So, your customer communications archive is old, obsolete, costly, and complex to maintain. It is for those reasons, along with the desire to boost information governance, compliance and to enable better business process management that organizations decide to make the move to a next generation document archive. In this blog we look at what makes an ideal next generation customer communication archiving platform.
Many modern ECM systems re-imagine the traditional architecture for content management and business process automation, combined into a digital business platform. That means that they include the concepts and features required to both manage content and the business processes that interact in a highly integrated fashion, a feature set that make it an ideal target for customer communications archiving.
Customer communications archives need to store 100’s of millions and evens billions of documents. The challenge is making an ECM platform perform at scale and be capable of servicing mission critical customer communications archiving and e-presentment requirements. Being optimised for Amazon Web Services (AWS) and Microsoft Azure helps scale systems with effectively unlimited storage capabilities using the hierarchical storage systems available from those Infrastructure as a Service (IaaS) providers . Customer communication archive and e-presentment systems can now benefit from the cost efficiencies and scaling of cloud services instead of tying up expensive mainframe and system resources in on-premises systems.
Customer communication types can be varied and complex and it is not unusual to find archives containing 100’s if not thousands of different record types. A document typing model that can cope with these requirements (and any migration) usually presents an opportunity to rationalise content into a simpler domain model that allows knowledge workers to be more efficient
Support for the Content Management Interoperability Standard (CMIS) as well as modern RESTful APIs means that integration of content services with other business systems and business processes is consistent and well-defined, making content an enabling technology for many business systems, including self-service web portals.

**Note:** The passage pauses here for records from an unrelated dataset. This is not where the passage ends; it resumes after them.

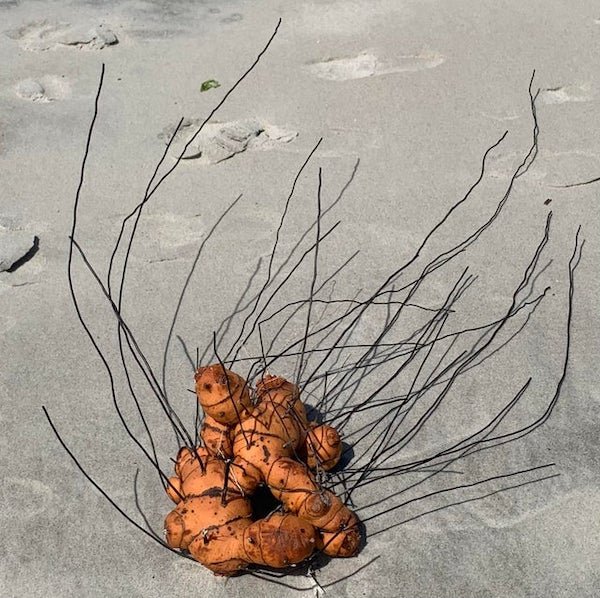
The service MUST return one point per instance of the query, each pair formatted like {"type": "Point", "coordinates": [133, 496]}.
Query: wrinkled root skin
{"type": "Point", "coordinates": [252, 438]}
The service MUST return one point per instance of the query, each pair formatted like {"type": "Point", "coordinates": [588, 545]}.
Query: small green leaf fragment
{"type": "Point", "coordinates": [209, 84]}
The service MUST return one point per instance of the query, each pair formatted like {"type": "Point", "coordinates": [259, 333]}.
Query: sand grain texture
{"type": "Point", "coordinates": [407, 96]}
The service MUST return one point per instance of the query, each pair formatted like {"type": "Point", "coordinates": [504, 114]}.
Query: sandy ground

Ingestion is a crucial part of the process for loading high-volume customer communications archives. Large organisations need to load millions of documents each day which means that ensuring the ingestion pipeline is as efficient and fast as possible is essential to maintain services to customers.
One of the critical parts of any system is the use of a high-volume ingestion engine to manage the transformation, indexing and loading of documents. Crawford Technologies core platform is widely deployed with legacy customer communications archives as well as modern ECM systems, which gives the added reassurance that new systems can support the same features found in legacy archives.